Bem, no caso de IA, quem é o autor? A mesma Lei dos Direitos Autorais traz no artigo 11 a definição legal: “Autor é a pessoa física criadora de obra literária, artística ou científica.” Note-se que pessoas jurídicas estão expressamente excluídas, o que, por extensão, pode-se entender que também se aplica à detentora das ferramentas eletrônicas. Isso não traz grandes debates. Mas, mesmo que assim não fosse, como se viu, estes programas não criam propriamente nada, apenas produzem resultado com base em informações (inclusive visuais) que estão disponíveis na internet. Não há criatividade, não há efetivamente inteligência envolvida.

E há ainda outra questão, que é lateral, mas talvez seja tão importante quanto: quem coloca o prompt de comando (ou seja, as instruções para fazer a imagem) juridicamente não é, necessariamente, considerado como proprietário ou coproprietário do resultado. Os termos de serviço do Midjourney, por exemplo, expressamente dispõem que usuários gratuitos da ferramenta não são possuidores dos resultados para quaisquer fins. Não parece ser o caso da editora do caso Frankenstein, mas é um debate importante para outras situações. Já a Open IA não faz esta distinção, dando o direito ao usuário.

E aqui entra o babuíno do título: o primata Naruto, cuja selfie ficou famosa ao redor do mundo em 2011 quando ele pegou a câmera do fotógrafo David Slater e bateu sozinho a foto. A organização PETA (People for the Ethical Treatment of Animals) moveu uma ação dizendo que o primata tinha direito à indicação como coautor, com o seu nome incluído nos créditos. O fotógrafo, por sua vez, dizia que um animal não possui direitos autorais, já que a lei americana sobre o assunto não faz tal previsão. O mesmo se aplicaria a um elefante que pinta um quadro, por exemplo. No caso específico de Naruto e Slater, o assunto terminou com um acordo, onde 25% dos lucros da imagem são direcionados a entidades que protegem a área natural onde mora o simpático babuíno.

Por outro lado, não se pode dizer que David Slater efetivamente tirou a foto. Embora ele tenha preparado as configurações da câmera (colocando o autofoco, controle de luminosidade etc.) e a colocou de forma a ser pega por Naruto, que foi quem apertou o botão do obturador. Ele fez a preparação, mas não o resultado, embora este seja consequência direta da preparação.

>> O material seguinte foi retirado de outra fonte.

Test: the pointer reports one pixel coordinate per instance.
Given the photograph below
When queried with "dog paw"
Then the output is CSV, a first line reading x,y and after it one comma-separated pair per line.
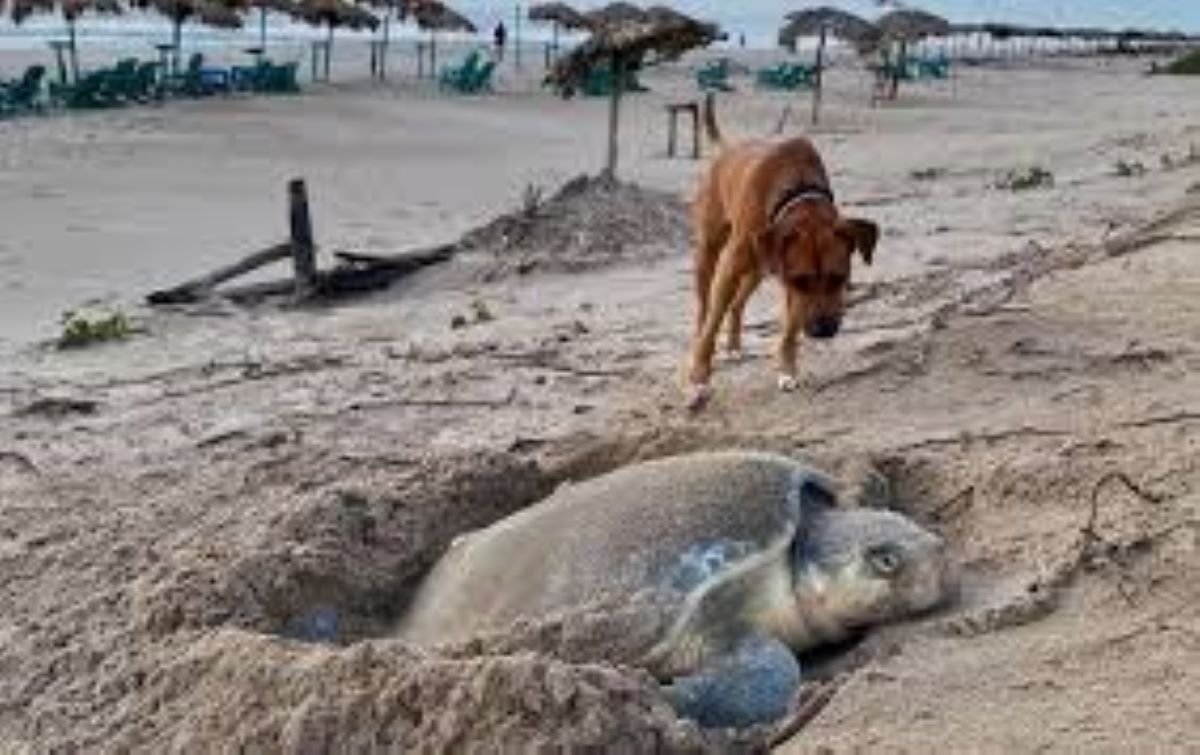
x,y
699,396
789,383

Pode-se até dizer que a preparação da câmera corresponde às instruções (prompt de comando) dadas à ferramenta de IA para preparar a imagem, algo como “faça uma imagem de um dinossauro pilotando um foguete pintado de cor de rosa”. O solicitante não cria efetivamente a imagem, mas dá as condições para que esta seja criada. Seriam coautores, o usuário e a ferramenta artificial? O usuário seria o autor, já que ele teria feito o trabalho intelectual? Ou o autor seria a IA, porque ela teria feito o trabalho sujo de produzir a obra, e o usuário não teria efetivamente produzido o resultado?

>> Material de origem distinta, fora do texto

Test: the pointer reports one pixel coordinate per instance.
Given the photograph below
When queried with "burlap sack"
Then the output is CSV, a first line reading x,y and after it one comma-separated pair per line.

Bem, para a lei brasileira atual, como se viu, autor só pode ser a pessoa física – e o mesmo, por óbvio, para o coautor. Da mesma forma, os termos de serviço das ferramentas preveem expressamente que os direitos dos resultados pertencem ao usuário. Mas, o funcionamento das ferramentas atuais apenas usa traços, cores, iluminação etc., de imagens que foram feitas por artistas humanos. Então, o mais correto seria dizer que uma imagem feita por IA seria uma colaboração entre artistas, de número e identidades indetermináveis, ou seja: uma obra coletiva de anônimos.

A solução que o comitê julgador do Prêmio Jabuti adotou foi desclassificar a obra Frankenstein da categoria Melhor Ilustração. Assim, de certa forma, entendeu que não há um autor definido e, portanto, não poderia haver premiação. Hoje, com a tecnologia e a legislação atual, é a decisão mais acertada. Talvez possa ser criada uma categoria particular, já que se trata de um prêmio escolhido por regras próprias, aceitas por julgadores e concorrentes.

Os pesquisadores, inclusive Geoffrey Hinton, um dos criadores do ChatGPT, já dizem que estas ferramentas passarão a efetivamente produzir resultados inéditos, tendo realmente aprendido e não só feito uma compilação de resultados da internet. No momento em que isso acontecer, será preciso rever a legislação e os conceitos para que possam acomodar o novo presente.

Mário Gregório Barz Jr. é especialista em Direito Digital e Compliance, é sócio do Fragata e Antunes Advogados.